Hurricane relief, the lack of it, and what you can do

A brutal hurricane season that started this summer has caused devastation throughout islands in the Atlantic and in the southern United States.

From Aug. 25 to Sept. 3, Hurricane Harvey (Category 4) hit southern Texas as well as Louisiana. Not soon after, Irma (Category 4) hit Florida, Cuba, Turks, Caicos Islands, Puerto Rico, and other islands in the surrounding area on Aug. 30. Hurricane Nate (Category 1) followed suit hitting practically the same spots on Sept. 7. Hurricane Maria (Category 4) hit Puerto Rico on Sept. 16 causing the island to suffer through not one but two hurricanes in the span of a month.

185-miles-per-hour winds, catastrophic flooding, and power outages are just the tip of the iceberg.

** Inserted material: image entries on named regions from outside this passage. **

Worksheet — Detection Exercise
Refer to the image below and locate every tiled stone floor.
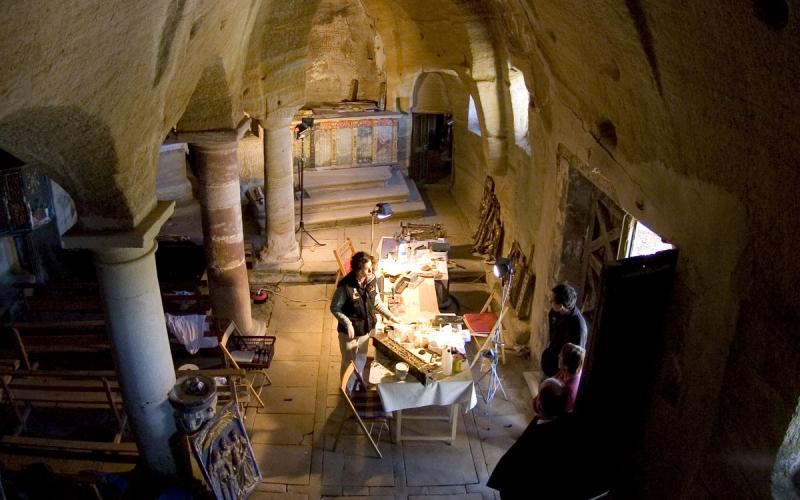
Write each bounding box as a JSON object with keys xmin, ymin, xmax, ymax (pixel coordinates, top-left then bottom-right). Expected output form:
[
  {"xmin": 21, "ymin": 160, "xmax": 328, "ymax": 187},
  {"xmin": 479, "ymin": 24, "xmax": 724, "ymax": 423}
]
[
  {"xmin": 246, "ymin": 283, "xmax": 531, "ymax": 499},
  {"xmin": 241, "ymin": 192, "xmax": 532, "ymax": 500},
  {"xmin": 0, "ymin": 187, "xmax": 532, "ymax": 500}
]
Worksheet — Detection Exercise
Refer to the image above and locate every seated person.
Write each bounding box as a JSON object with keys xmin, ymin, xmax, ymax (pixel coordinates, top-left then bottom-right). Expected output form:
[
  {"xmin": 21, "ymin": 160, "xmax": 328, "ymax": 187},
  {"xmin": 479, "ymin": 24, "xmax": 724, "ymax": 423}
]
[
  {"xmin": 486, "ymin": 378, "xmax": 575, "ymax": 500},
  {"xmin": 533, "ymin": 343, "xmax": 585, "ymax": 415}
]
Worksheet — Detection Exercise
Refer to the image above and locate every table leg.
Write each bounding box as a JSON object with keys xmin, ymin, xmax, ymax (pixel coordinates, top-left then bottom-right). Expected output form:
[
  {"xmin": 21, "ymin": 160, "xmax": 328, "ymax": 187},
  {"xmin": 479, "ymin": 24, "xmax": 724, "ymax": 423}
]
[
  {"xmin": 450, "ymin": 403, "xmax": 459, "ymax": 444},
  {"xmin": 394, "ymin": 410, "xmax": 403, "ymax": 443}
]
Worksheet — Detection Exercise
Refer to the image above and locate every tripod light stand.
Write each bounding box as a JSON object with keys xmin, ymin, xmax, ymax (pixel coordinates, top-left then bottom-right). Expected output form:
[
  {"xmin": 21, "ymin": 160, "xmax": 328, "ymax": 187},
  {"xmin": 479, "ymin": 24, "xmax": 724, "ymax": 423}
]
[
  {"xmin": 470, "ymin": 257, "xmax": 514, "ymax": 404},
  {"xmin": 294, "ymin": 118, "xmax": 325, "ymax": 259},
  {"xmin": 369, "ymin": 203, "xmax": 394, "ymax": 253}
]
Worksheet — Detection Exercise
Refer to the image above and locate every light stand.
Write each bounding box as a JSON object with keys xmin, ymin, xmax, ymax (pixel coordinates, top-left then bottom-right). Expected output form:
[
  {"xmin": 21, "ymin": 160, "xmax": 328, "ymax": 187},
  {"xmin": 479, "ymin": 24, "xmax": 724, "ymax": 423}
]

Micah Joseph, a resident of the Caribbean remembers hearing word for word from the other locals around her “Anguilla is underwater.” and “95% of Barbuda is now destroyed.”

The response to these natural disasters from the American government and relief organizations hasn’t been enough. It continues to cause unrest among those affected and a lack of trust in their country.

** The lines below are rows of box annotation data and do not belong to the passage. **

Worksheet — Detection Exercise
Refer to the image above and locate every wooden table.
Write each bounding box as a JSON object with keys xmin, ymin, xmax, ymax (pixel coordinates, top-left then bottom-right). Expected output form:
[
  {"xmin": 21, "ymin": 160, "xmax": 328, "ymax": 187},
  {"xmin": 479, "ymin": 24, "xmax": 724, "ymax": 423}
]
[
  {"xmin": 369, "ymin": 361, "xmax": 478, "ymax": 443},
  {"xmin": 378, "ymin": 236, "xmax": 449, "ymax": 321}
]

“…(T)he issue is not being handled effectively. News outlets did a very poor job of informing the public on the issue. They were too busy focusing on people ‘looting’ rather than telling people how and where they can donate.” said Jailene Camacho, a Florida resident whose family has been affected by the hurricane.

President Donald Trump has publicly said Puerto Rico is not a concern, he’s quite blatantly treating the commonwealth differently than the damaged states, such as Florida.

Puerto Rico has always been the hub for hurricane aid to the surrounding islands in the past years. With the commonwealth itself being drastically damaged the others are at a loss without their original go to for help.

Many of those affected by these tragedies are telling people to avoid donating to large charities, specifically the American Red Cross. The organization has had multiple scandals over the past few years. While most of the attention is brought to the response in Haiti in 2010 where they had gained $500 million worth in donations yet only six houses were built; other offenses include emergency vehicles being taken away from relief work during Sandy to purely be used as backdrops for press conferences and overall shortcomings at the expense of the victims, according to “The Washington Post.”, “NPR” and “”.

“[Top Red Cross officials were concerned only] about the appearance of aid, not actually delivering it,” said Richard Rieckenberg, who oversaw part of the Red Cross’ efforts to provide support after the hurricanes in 2012.

Of course you want to know what can you do if some big charities aren’t the most optimal way of helping hurricane victims. It’s always important to do your research so you know where your money is going and how it’s helping others. I recommend donating to local and international charity organizations, and those listed next to this article are the best choices in my personal opinion. If that’s not a viable option for you, there are even multiple GoFundMe’s that are popping up in response to the disasters.